On Sunday, 21 January 2024 at 20:13:38 UTC, An Pham wrote:
On Saturday, 20 January 2024 at 15:59:59 UTC, Anonymouse wrote:
I remember reading this was an issue and now I ran into it myself.

```d
import std.stdio;

void main()
{
    auto names = [ "foo", "bar", "baz" ];
    void delegate()[] dgs;

    foreach (name; names)
    {
        dgs ~= () => writeln(name);
    }

    foreach (dg; dgs)
    {
        dg();
    }
}
```

Expected output: `foo`, `bar`, `baz`
Actual output:   `baz`, `baz`, `baz`

If I make `names` an `AliasSeq` it works, but I need it to be a runtime array.

Is there a workaround?

It is broken by design and the upper afraid to fix it because of broken backward compatible.

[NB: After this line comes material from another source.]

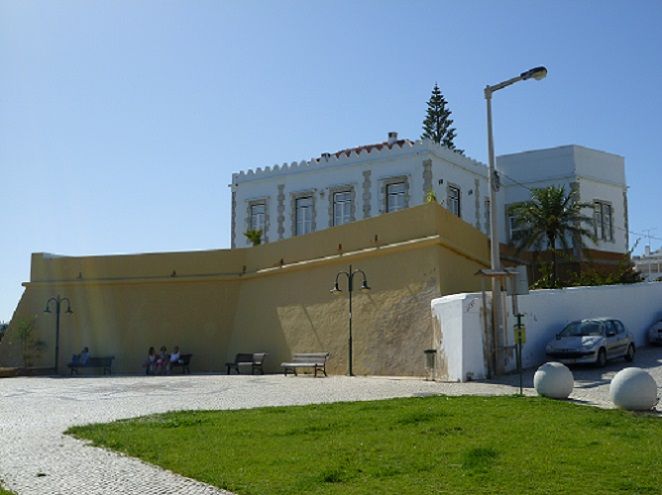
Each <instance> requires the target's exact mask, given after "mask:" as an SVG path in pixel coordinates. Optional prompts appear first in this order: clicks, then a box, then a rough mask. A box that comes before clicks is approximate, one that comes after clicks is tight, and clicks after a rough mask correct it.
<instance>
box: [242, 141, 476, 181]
mask: <svg viewBox="0 0 662 495" xmlns="http://www.w3.org/2000/svg"><path fill="white" fill-rule="evenodd" d="M416 152H429V153H433V154H435V155H437V156H439V157H440V158H443V159H445V160H447V161H449V162H451V163H455V164H456V165H459V166H463V167H465V168H469V169H474V170H475V171H476V172H477V173H483V174H484V173H486V172H485V168H486V166H485V165H484V164H483V163H481V162H479V161H477V160H474V159H472V158H469V157H466V156H464V155H461V154H459V153H456V152H454V151H452V150H449V149H448V148H447V147H445V146H442V145H440V144H437V143H434V142H433V141H431V140H428V139H425V140H417V141H411V140H409V139H401V140H398V141H395V142H393V143H380V144H375V145H369V146H360V147H357V148H351V149H347V150H341V151H338V152H336V153H323V154H322V155H321V156H319V157H317V158H311V159H309V160H301V161H299V162H297V161H294V162H291V163H283V164H280V165H279V164H276V165H273V166H266V167H264V168H263V167H257V168H255V169H250V170H247V171H241V172H237V173H234V174H232V183H233V184H235V185H236V184H239V183H241V182H248V181H253V180H261V179H266V178H271V177H275V176H282V175H284V174H296V173H304V172H308V171H311V170H320V169H325V168H332V167H338V166H347V165H353V164H355V163H360V162H367V161H372V160H382V159H385V158H395V157H398V156H401V155H410V154H412V153H416Z"/></svg>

This symptom was same as early C# and MS acknowledge it and fixed it
Happy coding

Very weird scoping.

The functional programmer's nightmare:
```d
import std.stdio;

    void main()
    {
        auto names = [ "foo", "bar", "baz" ];
        void delegate(int)[] dgs;

        string myname="Original ";

        foreach (name; names)
        {
           int j=0;
           void delegate(int) lambdaFunction =
            (int i)
            {
                writeln("N:",name," ",myname, j++," ",i); // ok
            };
           j=100;

           dgs ~= lambdaFunction;
        }


        int i=0;
        foreach (dg; dgs)
        {
            dg(i++);
            myname="Side effect ";
        }
    }

    ```
    ```
    ./a.out
    N:baz Original 100 0
    N:baz Side effect 101 1
    N:baz Side effect 102 2

```

Good: the function is indeed invoked.
Why the output starts with 100 and not 0?
Where "lives" variable j which is declared in the scope of the foreach-block?